About this role
Role Overview
Join a dynamic team focused on enhancing the safety of AI systems through rigorous testing and evaluation. This role is essential in identifying vulnerabilities in AI models by simulating adversarial attacks, ultimately contributing to the development of safer AI technologies.
Key Responsibilities- Red team conversational AI models and agents, including jailbreaks, prompt injections, misuse cases, bias exploitation, and multi-turn manipulation.
- Generate high-quality human data by annotating failures, classifying vulnerabilities, and flagging systemic risks.
- Apply structured methodologies by following taxonomies, benchmarks, and playbooks to ensure consistent testing.

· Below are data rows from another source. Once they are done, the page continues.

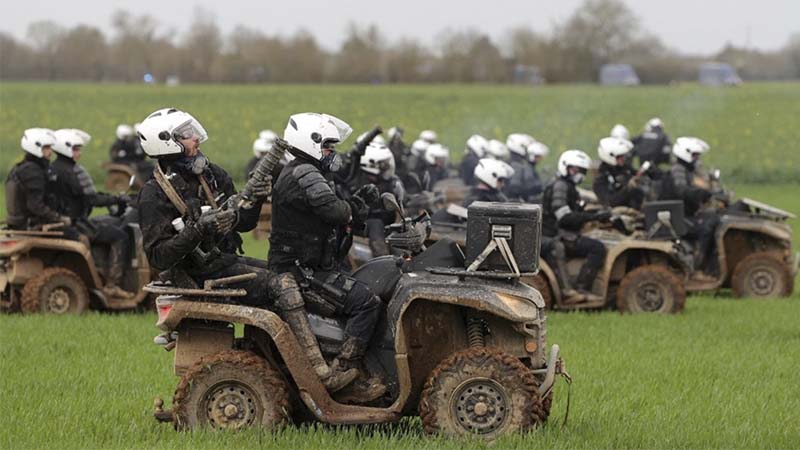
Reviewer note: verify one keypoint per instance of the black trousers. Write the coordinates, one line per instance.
(259, 289)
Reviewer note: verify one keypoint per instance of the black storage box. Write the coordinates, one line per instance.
(675, 208)
(519, 223)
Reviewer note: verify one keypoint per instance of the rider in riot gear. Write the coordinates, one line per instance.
(309, 238)
(76, 196)
(563, 218)
(26, 184)
(616, 184)
(680, 185)
(378, 168)
(525, 185)
(473, 152)
(191, 229)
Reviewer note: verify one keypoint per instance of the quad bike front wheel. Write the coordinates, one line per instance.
(482, 392)
(651, 288)
(55, 291)
(231, 390)
(762, 274)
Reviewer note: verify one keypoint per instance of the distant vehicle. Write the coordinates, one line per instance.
(718, 74)
(525, 74)
(618, 75)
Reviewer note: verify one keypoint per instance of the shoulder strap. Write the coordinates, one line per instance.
(168, 189)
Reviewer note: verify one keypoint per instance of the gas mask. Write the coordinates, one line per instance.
(195, 165)
(331, 162)
(578, 177)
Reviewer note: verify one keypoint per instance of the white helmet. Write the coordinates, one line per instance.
(261, 146)
(311, 132)
(518, 143)
(33, 139)
(160, 131)
(376, 140)
(685, 147)
(429, 136)
(67, 139)
(653, 123)
(477, 144)
(535, 149)
(418, 147)
(497, 150)
(610, 148)
(490, 171)
(124, 131)
(267, 135)
(576, 158)
(621, 132)
(378, 160)
(436, 152)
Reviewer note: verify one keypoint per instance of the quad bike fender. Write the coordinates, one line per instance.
(81, 258)
(310, 388)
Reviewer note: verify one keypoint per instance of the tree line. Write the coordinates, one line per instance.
(598, 32)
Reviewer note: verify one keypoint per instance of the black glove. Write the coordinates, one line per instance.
(368, 193)
(261, 189)
(217, 221)
(358, 209)
(602, 216)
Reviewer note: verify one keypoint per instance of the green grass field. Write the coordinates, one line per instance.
(720, 375)
(752, 130)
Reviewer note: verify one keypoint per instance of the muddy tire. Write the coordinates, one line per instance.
(540, 283)
(482, 392)
(55, 291)
(231, 390)
(651, 288)
(762, 274)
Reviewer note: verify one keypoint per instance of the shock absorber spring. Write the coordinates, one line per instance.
(475, 331)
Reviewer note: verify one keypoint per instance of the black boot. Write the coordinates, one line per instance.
(365, 389)
(116, 267)
(292, 308)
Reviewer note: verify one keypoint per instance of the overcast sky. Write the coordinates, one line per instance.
(691, 26)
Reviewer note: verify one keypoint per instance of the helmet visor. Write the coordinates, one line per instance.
(189, 130)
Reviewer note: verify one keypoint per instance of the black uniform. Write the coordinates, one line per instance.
(308, 227)
(467, 168)
(25, 194)
(379, 217)
(525, 185)
(168, 249)
(654, 146)
(679, 185)
(611, 185)
(563, 217)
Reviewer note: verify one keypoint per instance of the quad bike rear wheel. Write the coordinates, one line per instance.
(55, 291)
(483, 392)
(762, 274)
(231, 390)
(651, 288)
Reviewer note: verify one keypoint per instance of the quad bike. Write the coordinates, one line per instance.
(462, 348)
(43, 272)
(639, 275)
(753, 242)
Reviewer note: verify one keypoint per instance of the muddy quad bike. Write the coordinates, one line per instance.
(753, 243)
(462, 348)
(43, 272)
(639, 274)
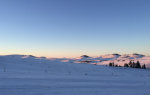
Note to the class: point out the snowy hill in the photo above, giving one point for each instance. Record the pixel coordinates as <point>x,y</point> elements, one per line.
<point>29,75</point>
<point>117,59</point>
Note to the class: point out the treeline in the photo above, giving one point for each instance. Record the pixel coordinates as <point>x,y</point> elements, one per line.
<point>131,64</point>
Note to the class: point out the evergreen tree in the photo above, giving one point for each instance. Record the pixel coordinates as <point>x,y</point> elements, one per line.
<point>137,65</point>
<point>126,65</point>
<point>144,66</point>
<point>130,63</point>
<point>133,65</point>
<point>110,64</point>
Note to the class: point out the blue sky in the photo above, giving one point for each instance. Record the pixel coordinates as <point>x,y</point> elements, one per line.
<point>70,28</point>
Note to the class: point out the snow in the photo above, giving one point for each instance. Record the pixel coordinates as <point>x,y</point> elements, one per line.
<point>28,75</point>
<point>117,59</point>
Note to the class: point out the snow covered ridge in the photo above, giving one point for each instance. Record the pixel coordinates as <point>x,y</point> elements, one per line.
<point>115,58</point>
<point>30,75</point>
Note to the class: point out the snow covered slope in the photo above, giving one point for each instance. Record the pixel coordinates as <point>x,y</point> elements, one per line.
<point>117,59</point>
<point>29,75</point>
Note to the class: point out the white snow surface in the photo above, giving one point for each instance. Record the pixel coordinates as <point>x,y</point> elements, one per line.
<point>29,75</point>
<point>117,59</point>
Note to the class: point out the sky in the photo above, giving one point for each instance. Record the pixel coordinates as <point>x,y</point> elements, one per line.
<point>71,28</point>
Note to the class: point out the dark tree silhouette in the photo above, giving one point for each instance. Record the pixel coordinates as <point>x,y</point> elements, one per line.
<point>144,66</point>
<point>137,64</point>
<point>126,65</point>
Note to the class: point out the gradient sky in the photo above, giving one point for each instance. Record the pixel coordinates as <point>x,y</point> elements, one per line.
<point>70,28</point>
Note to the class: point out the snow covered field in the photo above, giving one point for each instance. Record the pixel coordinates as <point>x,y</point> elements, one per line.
<point>28,75</point>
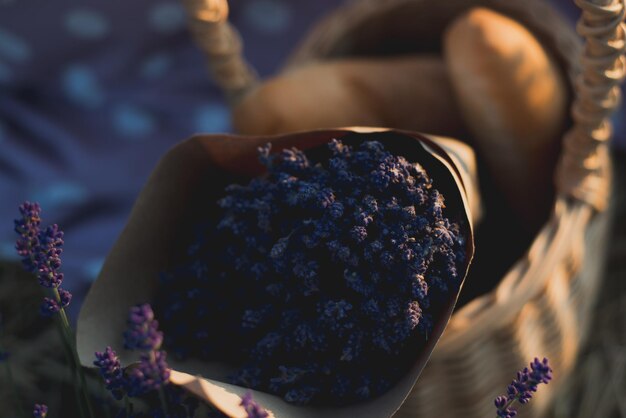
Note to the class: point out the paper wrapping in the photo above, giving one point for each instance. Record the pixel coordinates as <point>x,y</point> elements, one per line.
<point>185,187</point>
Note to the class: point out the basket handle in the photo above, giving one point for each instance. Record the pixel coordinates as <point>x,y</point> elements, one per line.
<point>221,43</point>
<point>582,170</point>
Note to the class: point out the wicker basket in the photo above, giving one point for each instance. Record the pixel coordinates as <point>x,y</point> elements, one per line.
<point>541,307</point>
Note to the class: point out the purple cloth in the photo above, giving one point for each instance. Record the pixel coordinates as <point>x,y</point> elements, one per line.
<point>93,92</point>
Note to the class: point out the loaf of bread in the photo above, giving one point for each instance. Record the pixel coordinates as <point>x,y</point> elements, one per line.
<point>513,99</point>
<point>410,93</point>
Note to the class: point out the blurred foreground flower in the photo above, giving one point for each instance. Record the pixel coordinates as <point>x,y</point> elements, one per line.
<point>522,388</point>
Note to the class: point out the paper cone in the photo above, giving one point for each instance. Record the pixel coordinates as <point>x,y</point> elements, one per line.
<point>180,193</point>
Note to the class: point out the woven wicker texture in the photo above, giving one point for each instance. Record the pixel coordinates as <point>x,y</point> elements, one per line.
<point>542,306</point>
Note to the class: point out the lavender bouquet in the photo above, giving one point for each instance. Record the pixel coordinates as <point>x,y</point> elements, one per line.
<point>324,282</point>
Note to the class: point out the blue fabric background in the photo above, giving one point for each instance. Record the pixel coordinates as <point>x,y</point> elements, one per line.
<point>93,92</point>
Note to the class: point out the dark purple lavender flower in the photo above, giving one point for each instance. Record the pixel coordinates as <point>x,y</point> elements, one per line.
<point>253,409</point>
<point>27,227</point>
<point>41,254</point>
<point>111,371</point>
<point>325,266</point>
<point>522,388</point>
<point>143,330</point>
<point>40,411</point>
<point>152,373</point>
<point>49,307</point>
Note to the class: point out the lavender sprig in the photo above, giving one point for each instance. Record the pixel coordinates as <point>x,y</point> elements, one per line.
<point>41,251</point>
<point>111,372</point>
<point>522,388</point>
<point>253,409</point>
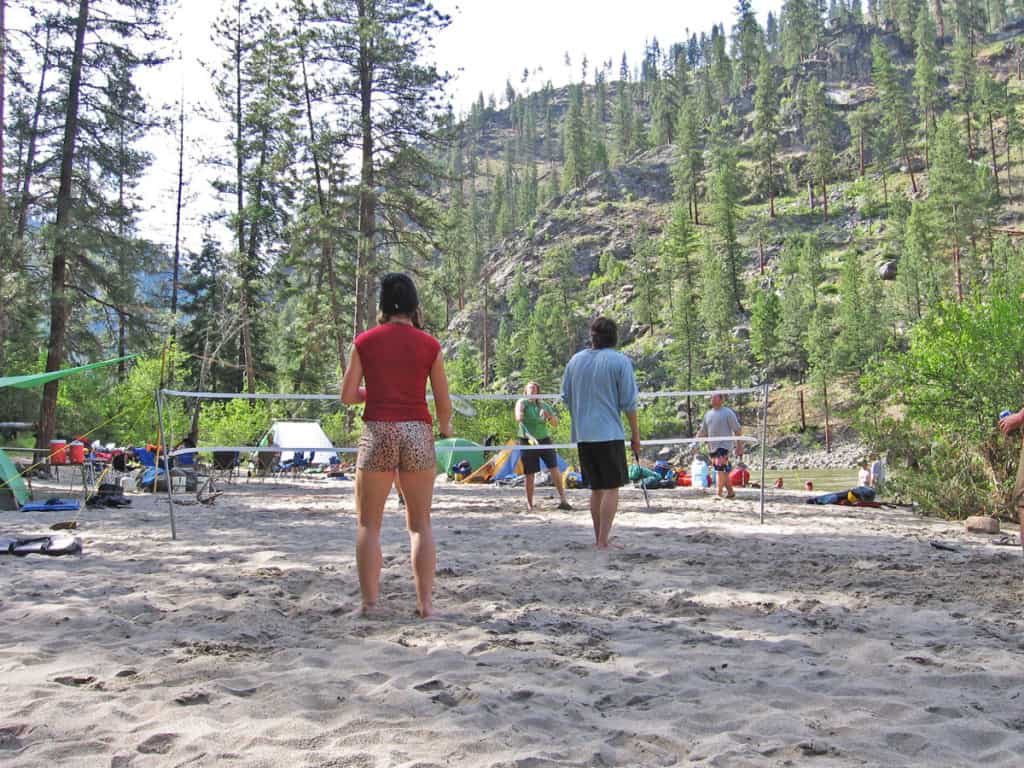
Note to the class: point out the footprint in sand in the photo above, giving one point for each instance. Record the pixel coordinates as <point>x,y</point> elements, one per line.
<point>10,736</point>
<point>159,743</point>
<point>193,698</point>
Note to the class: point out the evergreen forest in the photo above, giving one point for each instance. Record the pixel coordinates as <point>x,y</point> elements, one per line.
<point>829,199</point>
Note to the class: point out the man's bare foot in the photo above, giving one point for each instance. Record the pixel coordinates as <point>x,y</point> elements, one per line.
<point>364,611</point>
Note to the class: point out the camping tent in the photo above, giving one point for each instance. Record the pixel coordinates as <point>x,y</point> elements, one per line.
<point>506,465</point>
<point>12,491</point>
<point>301,436</point>
<point>449,454</point>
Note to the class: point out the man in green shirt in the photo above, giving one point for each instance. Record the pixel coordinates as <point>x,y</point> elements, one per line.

- Document findings reproducibly, producing reports, datasets, and attack cases that customers can act on.
- Prior experience in red teaming, including AI adversarial work, cybersecurity, or socio-technical probing.
- Curiosity and an adversarial mindset, with a tendency to push systems to their limits.
- Structured approach to testing, utilizing frameworks or benchmarks rather than random hacks.
- Strong communication skills to clearly explain risks to both technical and non-technical stakeholders.
- Adaptability to thrive in a fast-paced environment with diverse projects and customers.
- Experience with adversarial machine learning techniques such as jailbreak datasets, prompt injection, RLHF/DPO attacks, and model extraction.
- Background in cybersecurity, including penetration testing, exploit development, and reverse engineering.
- Knowledge of socio-technical risks, including harassment/disinformation probing, abuse analysis, and conversational AI testing.
- Creative probing skills in psychology, acting, or writing that foster unconventional adversarial thinking.
- Identifying vulnerabilities that automated tests may overlook.
- Delivering reproducible artifacts that enhance the robustness of customer AI systems.
- Expanding evaluation coverage by testing more scenarios and reducing surprises in production.
- Building trust with customers in the safety of their AI systems through thorough adversarial probing.
Gain valuable experience in human data-driven AI red teaming at the forefront of safety, while playing a direct role in making AI systems more robust, safe, and trustworthy.